Sunday, January 28, 2007

O teste. (rascunho)

Ela olhando-o com os olhos semicerrados afirmou uma pergunta que para ela parecia decisiva.
Disse:
- Talvez num outro contexto nada disso teria acontecido entre agente.

Ele ouviu fazendo força para não concordar. Nada jamais poderia acontecer num outro contexto. Os outros contextos não existem, e não existindo, tampouco pode existir qualquer coisa inserida nele. É lógico. Não é que nada teria acontecido num outro contexto, a verdade é que nem o nada poderia acontecer ali. Deixemos os outros contextos nos outros mundos, nas outras dimensões.

Mas prosseguira com seu raciocínio, pensava porque as pessoas se preocupavam com o que não existia, com os malditos contextos, com as escolhas que não escolheram, com os lábios que vizinhos não se encontravam, com o seco adeus na porta da festa, em vez de se preocuparem com aquele próprio contexto em que estavam, seja por força do destino ou do acaso. E já que estavam lá, de frentes um pro outro, meio bêbados, meio frágeis, qual era o propósito daquela pergunta fácil? Continuava querendo concordar com ela.

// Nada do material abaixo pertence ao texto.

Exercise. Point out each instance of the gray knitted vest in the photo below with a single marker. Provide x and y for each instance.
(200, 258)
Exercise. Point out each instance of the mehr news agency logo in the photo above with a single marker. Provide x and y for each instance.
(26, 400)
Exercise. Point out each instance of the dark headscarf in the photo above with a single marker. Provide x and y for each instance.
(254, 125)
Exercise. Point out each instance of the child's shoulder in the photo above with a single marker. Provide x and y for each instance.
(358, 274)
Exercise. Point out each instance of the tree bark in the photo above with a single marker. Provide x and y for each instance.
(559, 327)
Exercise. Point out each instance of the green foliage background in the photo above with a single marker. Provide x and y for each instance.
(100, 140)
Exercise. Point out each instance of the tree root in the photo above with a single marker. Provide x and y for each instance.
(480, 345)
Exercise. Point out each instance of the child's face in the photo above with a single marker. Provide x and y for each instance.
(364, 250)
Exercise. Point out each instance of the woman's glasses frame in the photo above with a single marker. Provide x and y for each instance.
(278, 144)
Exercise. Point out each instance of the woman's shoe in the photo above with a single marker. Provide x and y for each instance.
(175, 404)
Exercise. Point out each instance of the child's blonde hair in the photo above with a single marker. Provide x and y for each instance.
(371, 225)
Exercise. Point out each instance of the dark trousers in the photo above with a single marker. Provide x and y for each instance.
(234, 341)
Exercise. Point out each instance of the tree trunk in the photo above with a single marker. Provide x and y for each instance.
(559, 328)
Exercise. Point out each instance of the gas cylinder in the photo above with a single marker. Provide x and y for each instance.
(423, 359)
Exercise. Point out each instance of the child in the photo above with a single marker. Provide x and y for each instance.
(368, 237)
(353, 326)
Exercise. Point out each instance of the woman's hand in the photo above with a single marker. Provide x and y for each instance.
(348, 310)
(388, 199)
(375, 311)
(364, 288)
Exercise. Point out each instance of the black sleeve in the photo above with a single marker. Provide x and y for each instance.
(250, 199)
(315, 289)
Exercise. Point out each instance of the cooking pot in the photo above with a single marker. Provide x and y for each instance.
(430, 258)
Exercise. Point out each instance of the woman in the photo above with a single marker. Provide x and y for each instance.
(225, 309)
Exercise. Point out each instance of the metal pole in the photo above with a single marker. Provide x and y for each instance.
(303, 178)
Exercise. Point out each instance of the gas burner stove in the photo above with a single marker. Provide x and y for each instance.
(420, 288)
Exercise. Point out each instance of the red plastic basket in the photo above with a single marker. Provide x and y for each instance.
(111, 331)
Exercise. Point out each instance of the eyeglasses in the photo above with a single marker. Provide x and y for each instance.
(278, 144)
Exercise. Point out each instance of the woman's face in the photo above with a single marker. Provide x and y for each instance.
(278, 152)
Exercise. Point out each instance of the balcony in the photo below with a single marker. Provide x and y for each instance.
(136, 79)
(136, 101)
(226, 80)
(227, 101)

E se concordasse e falasse que o seu sentimento por ela era algo condicionado pelas circunstâncias, e absoluto, puro é que não era? e se pedisse licença para ir ao banheiro, lavar o rosto? Ganharia tempo. Foi que nun instante percebera que estava sob um teste. A sua presunção de que naquele momento, nada que eles dissessem um ao outro faria algum sentido racional,lhe dera a dica de que olhando para ela, era a hora de dizer irracionalidades. E falou-a das mais sinceras e belas irracionalidades deste mundo:

- Não posso concordar com você, Clara. Não posso parar de pensar que se te visse passeando na rua como estranha, e que nunca tivesse a menor chance de conhecer-te, eu mesmo assim ainda iria te parar, ou que um acidente de carro não aconteceria bem na nossa frente, fazendo-nos socorrer juntos as vítimas do desastre. e se tu fosses uma pobre, e eu um rico, ou o contrário, ou se tu fosses uma chinesa, eu um mercador europeu, e se tu fosses uma flor e eu uma criança, eu teria a decência de me apaixonar por ti, e não digo que é destino, nem acaso, pois não se trata disso. Olhar-te e apaixonar-me por ti é cumprir um dever que tenho com a vida, e com o amor, e qualquer situação em que eu não fizesse isso, estaria sendo menos eu, e o mundo derramaria uma lágrima triste, desesperado mais uma vez por alguém não ter sido si mesmo.

Ela abriu os olhos e se aproximou, beijando-o delicadamente.